What if Theranos Was a Hedge Fund?

The amazing story of Theranos, a company started in 2003 by a 19-year-old Stanford dropout, is told in page-turning detail in a recent book by Wall Street Journal reporter John Carreyrou. Despite an incredibly distinguished board, leading venture capital investors, raves from a respected Stanford dean and contracts with consumer chains Walgreen and Safeway, the company’s claims were finally revealed in 2015 to have been fraudulent.

But what if Theranos had been a hedge fund instead of a healthcare company? The comparison shows why investment “science” is not science.

The story of Theranos

Elizabeth Holmes always had her sights set high. Carreyrou records that at age nine or 10 when she was asked, “What do you want to do when you grow up?” she said without hesitation, “I want to be a billionaire.”

As a Stanford student in 2003, she spent a summer in Singapore testing the blood of patients suspected of carrying the severe acute respiratory syndrome (SARS) virus. It convinced her there must be a better way to test blood.

In late 2003, at the age of 19, with the help of Stanford’s School of Engineering Associate Dean Channing Robertson, in whose laboratory she had worked, she incorporated the company that would become Theranos and dropped out of college. Theranos’s goal was to perform a wide range of blood tests with only the blood from a finger-prick, using a miniaturized analytic device.

With Robertson’s and Stanford’s network, and Holmes’ charisma and impressive delivery of her idea, she quickly acquired funding and staffed up. She gave successful presentations of the technology to major companies like the Swiss pharmaceutical giant Novartis.

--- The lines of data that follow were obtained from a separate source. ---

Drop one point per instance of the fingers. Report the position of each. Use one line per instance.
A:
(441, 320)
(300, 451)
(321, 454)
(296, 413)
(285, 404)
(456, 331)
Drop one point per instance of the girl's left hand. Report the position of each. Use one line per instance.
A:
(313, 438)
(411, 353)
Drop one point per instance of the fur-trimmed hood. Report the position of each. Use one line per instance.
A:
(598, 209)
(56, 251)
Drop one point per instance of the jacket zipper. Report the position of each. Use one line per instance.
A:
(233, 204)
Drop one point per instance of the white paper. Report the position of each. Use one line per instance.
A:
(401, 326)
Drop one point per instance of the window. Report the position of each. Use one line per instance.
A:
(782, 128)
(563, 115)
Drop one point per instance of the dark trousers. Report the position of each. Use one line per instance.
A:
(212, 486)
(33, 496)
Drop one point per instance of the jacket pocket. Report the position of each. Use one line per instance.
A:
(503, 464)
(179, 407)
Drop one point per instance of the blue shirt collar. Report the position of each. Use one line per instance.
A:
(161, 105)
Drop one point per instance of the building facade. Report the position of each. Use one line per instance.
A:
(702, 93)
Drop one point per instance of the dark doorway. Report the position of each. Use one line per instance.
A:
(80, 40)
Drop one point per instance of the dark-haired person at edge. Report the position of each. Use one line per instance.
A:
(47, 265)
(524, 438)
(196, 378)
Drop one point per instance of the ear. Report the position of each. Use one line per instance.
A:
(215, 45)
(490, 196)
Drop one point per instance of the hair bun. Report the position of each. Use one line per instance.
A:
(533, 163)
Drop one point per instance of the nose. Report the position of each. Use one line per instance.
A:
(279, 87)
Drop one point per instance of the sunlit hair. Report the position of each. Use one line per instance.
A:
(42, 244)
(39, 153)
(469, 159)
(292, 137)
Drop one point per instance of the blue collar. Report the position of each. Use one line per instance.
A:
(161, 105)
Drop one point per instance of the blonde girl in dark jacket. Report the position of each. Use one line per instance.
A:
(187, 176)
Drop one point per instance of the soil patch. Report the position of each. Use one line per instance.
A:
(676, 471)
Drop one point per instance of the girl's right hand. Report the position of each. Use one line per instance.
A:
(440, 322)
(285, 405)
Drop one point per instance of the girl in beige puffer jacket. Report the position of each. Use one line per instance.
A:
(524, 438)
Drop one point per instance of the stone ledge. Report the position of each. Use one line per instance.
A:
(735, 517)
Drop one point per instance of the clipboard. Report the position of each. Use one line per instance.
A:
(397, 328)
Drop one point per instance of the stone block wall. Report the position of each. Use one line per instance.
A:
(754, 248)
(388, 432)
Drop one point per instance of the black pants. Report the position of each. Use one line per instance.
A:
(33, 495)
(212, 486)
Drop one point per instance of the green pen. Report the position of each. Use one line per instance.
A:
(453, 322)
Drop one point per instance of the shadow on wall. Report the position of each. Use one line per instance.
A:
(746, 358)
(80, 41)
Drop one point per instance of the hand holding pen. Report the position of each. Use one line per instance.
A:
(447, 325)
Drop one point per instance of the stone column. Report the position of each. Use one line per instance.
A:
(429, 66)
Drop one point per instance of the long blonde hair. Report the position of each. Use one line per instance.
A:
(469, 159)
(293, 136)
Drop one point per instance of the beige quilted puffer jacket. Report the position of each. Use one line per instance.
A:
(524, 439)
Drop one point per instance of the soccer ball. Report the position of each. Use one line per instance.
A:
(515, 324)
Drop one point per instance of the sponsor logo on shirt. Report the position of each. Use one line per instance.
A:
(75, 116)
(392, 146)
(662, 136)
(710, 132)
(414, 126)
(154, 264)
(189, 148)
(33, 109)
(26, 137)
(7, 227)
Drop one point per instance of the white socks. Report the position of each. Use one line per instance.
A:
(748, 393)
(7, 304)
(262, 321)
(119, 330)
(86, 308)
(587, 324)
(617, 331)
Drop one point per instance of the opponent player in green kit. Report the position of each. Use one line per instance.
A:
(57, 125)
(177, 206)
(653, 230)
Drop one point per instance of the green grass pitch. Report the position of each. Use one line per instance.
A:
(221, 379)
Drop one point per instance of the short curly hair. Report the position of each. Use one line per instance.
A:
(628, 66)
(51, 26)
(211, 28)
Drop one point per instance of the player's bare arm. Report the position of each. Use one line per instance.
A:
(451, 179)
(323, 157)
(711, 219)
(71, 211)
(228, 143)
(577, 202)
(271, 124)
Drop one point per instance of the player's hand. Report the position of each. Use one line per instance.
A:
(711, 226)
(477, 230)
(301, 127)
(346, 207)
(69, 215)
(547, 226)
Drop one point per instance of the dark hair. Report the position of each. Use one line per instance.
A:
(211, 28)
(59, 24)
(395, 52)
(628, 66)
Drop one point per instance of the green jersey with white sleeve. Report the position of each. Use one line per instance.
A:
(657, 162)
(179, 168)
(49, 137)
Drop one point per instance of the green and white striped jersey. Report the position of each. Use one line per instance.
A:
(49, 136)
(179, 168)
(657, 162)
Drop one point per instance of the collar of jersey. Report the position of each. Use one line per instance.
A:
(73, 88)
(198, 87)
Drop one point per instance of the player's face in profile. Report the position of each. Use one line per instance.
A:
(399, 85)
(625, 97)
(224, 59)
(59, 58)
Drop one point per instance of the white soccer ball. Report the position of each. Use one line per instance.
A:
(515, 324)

But as early as 2006 some of her staff noticed that the technology presented to Novartis was fake. Depicted as a video of a blood sample being processed in real-time by the miniature analyser, the video actually was a recording of a successful test that had been performed earlier. The analyser usually didn’t work.

When Theranos’s CFO learned of this he told Holmes, “We’ve been fooling investors. We can’t keep doing that.” As soon as he told her that, he was summarily fired.